Flowers already know their limitations. In agreement with the earth beneath, they will dig deep, and try to renew, or be replaced by their own next generation. But, I am left, like so many parents, husbands, wives, children, and lovers, to fight the inner battle for forgiveness in the silence of my own, fragile, solitary existence.






© Ruth Ann Scanzillo

5/27/15   All rights those of the author, whose name appears above this line. Thank you.


The Scent of Nickel.

The freight train is moving east across 15th.

Its warning horn blends with the breeze in the newly leafing trees, and a scent wafts through that spins me into the deep past.

We are in the late 1960’s. I am a child. It is Dad’s day off from the barbershop, where he works cutting hair; Mum is outside, on her knees, putting in the red geraniums along the walkway leading to the front porch.

The black DeSoto is parked by the telephone pole. I scramble in, and Dad takes me with him down Parade Street, windows wide open. We stop at the tracks at 15th, to wait for the train. I look across at the feed store, and inhale deeply the mixture of grain, soil and soot. The sound of the train, the smell, the look. I watch each car fly by. When the caboose disappears, the sun brightens ahead of us through the windshield. We cross the tracks, and move on.

Coasting further down to 5th, we turn right one block to get to the shop. He’s whistling.

Unlocking the front storm door, Dad lets me scamper in ahead. The old cigar ashes fill the air. He flicks on the black and white cabinet Tv, gathers his broom and dustpan, and begins to sweep the floor of cut hair residue. I sit on the bouncy vinyl chair cushion and run my hands along the smoothe, tubular, nickel plated arm rests. I look at the tall pedestal ash trays, filled with grey mounds the size of cremated remains.

Worn magazines are piled on the small tables, Sports Illustrated, Mechanics Illustrated, men’s magazines, the pages all slippery, the pictures all black and angular and strange. I look for the pretty girl in the bathing suit.
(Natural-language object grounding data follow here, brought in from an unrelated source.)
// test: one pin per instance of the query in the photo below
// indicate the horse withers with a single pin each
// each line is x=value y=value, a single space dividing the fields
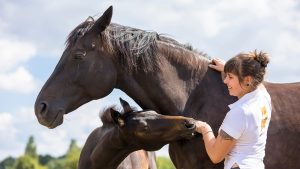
x=129 y=131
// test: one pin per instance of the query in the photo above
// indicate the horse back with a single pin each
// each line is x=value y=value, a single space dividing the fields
x=284 y=130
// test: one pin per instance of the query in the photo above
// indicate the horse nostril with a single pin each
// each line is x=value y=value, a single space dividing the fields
x=43 y=108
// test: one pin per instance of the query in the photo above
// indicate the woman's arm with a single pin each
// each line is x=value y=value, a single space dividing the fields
x=218 y=64
x=216 y=148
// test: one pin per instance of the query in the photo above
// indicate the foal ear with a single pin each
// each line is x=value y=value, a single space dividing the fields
x=125 y=105
x=102 y=23
x=117 y=117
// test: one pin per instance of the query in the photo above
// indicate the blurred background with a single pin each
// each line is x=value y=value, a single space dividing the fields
x=33 y=32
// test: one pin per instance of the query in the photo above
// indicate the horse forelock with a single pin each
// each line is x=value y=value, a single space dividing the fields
x=79 y=31
x=133 y=48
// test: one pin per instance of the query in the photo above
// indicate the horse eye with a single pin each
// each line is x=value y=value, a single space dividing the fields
x=79 y=54
x=93 y=45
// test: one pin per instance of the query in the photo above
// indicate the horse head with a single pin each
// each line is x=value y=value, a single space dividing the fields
x=149 y=130
x=85 y=72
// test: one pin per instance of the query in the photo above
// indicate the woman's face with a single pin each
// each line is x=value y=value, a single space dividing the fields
x=235 y=88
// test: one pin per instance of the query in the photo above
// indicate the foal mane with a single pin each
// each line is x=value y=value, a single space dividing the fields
x=105 y=115
x=136 y=48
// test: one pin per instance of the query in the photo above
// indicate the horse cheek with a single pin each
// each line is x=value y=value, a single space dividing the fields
x=104 y=79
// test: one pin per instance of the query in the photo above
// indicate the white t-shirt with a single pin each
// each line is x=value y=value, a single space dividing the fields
x=248 y=121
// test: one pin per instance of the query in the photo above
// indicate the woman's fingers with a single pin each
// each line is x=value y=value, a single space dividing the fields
x=217 y=64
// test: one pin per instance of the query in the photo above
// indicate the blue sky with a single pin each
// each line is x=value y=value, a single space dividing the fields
x=33 y=32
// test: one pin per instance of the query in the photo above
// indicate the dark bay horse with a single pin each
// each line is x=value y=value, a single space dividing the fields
x=162 y=75
x=139 y=159
x=124 y=133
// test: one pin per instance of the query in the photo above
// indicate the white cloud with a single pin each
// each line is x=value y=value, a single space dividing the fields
x=8 y=136
x=13 y=76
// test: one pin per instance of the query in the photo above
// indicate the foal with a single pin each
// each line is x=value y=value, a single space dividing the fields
x=124 y=133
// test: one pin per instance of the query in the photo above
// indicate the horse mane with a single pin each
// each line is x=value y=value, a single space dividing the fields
x=136 y=48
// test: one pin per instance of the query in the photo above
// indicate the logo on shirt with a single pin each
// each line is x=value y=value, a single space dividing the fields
x=264 y=118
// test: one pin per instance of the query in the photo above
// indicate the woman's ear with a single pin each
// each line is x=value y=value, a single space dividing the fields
x=117 y=117
x=248 y=81
x=125 y=105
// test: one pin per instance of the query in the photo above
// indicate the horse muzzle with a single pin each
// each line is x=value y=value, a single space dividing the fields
x=50 y=119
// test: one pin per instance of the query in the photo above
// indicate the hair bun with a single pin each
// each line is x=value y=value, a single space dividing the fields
x=261 y=57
The faces on the Tv are talking. Their voices have a buzz in them, not like people sound in real life. I watch my father sweep the floor, swinging my legs over the side of the puffy vinyl chair.

He’s all done. Walking past me into the back room, he gathers all the soiled towels to take home for Mum to wash. I run back quickly to use the rusty toilet. I smell the must, and stare around at the manly grunge.

We head back up Wallace, then over to Ash. We pass Peterman’s Market, the old Russian church. We turn right at Ash, and head up the slight hill under the overpass. The train is long gone, but we can still smell it. Dad toots his car horn under the pass, and the sound is loud and grande. We both laugh. The sun is still bright as we pass the Polish Falcons and then the corner store.

Soon, we are home. Mum looks up and smiles as we pull in the drive. Dad gets out of the car and walks up to her, jingling the change in his pants pocket.

There will be rigatonis for supper.


The freight continues its trek east toward the New York State line, moaning its horn the whole way. And, I inhale again, reaching from down in the pockets of my lungs for that last remnant of the scent of nickel.